Games in Zeiten von Corona: WHO empfiehlt offiziell Videospiele


von

Soziale Kontakte auf ein Minimum einschränken und zu Hause bleiben – so lautet das derzeitige Credo in der Corona-Krise. Um dabei aber nicht in Langweile zu versinken, zieht es immer mehr Menschen zur hauseigenen Spielkonsole – und das sehr zur Freude der Weltgesundheitsorganisation (WHO).

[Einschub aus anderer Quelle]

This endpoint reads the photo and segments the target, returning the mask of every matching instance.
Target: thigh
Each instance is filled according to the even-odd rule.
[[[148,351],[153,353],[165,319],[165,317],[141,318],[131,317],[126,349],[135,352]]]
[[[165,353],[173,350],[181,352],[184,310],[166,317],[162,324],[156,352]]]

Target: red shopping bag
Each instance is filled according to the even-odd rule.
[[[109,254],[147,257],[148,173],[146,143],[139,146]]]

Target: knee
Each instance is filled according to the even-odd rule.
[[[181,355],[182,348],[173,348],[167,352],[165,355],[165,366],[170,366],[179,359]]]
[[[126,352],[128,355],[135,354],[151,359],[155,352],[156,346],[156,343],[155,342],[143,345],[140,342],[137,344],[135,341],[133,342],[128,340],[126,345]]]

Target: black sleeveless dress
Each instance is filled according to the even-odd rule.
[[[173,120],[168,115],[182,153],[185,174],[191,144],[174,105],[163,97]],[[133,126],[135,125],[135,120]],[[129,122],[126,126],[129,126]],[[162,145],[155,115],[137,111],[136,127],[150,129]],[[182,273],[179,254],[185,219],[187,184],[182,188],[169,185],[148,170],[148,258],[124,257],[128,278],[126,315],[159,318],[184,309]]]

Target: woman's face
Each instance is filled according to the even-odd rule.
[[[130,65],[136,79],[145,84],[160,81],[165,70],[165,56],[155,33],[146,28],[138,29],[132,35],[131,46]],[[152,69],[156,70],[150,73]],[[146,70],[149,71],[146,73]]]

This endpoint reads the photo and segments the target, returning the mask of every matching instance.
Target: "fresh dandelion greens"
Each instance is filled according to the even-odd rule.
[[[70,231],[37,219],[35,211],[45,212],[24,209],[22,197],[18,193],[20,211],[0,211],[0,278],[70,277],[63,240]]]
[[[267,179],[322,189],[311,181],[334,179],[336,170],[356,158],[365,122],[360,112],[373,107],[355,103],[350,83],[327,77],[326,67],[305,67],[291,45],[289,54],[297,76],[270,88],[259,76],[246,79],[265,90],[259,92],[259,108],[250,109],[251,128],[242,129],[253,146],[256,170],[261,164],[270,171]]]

Wie Anfang dieser Woche bekannt wurde, soll sich diese mit mehreren Videospielfirmen zusammengetan haben, um Menschen vermehrt dazu zu bringen zu Hause zu bleiben und Gebrauch von ihren Gamecontrollern zu machen. Das Ziel dahinter scheint selbsterklärend zu sein: die weitere Ausbreitung von COVID-19 einzudämmen und die Kurve der Neuinfektionen abzuflachen.

Zusammen online spielen

Die WHO meldete sich dazu sogar auf Twitter (damit es die Angesprochenen wohl auch lesen). Mit dem Hashtag #PlayApartTogether haben mehrere Firmen, darunter große Industrienamen wie Activision und Riot Games, ihre Kunden dazu aufgerufen der Idee der Kampagne zu folgen und, in Zeiten der sozialen Distanzierung, den virtuellen Kontakt zu anderen Spielern zu nützen.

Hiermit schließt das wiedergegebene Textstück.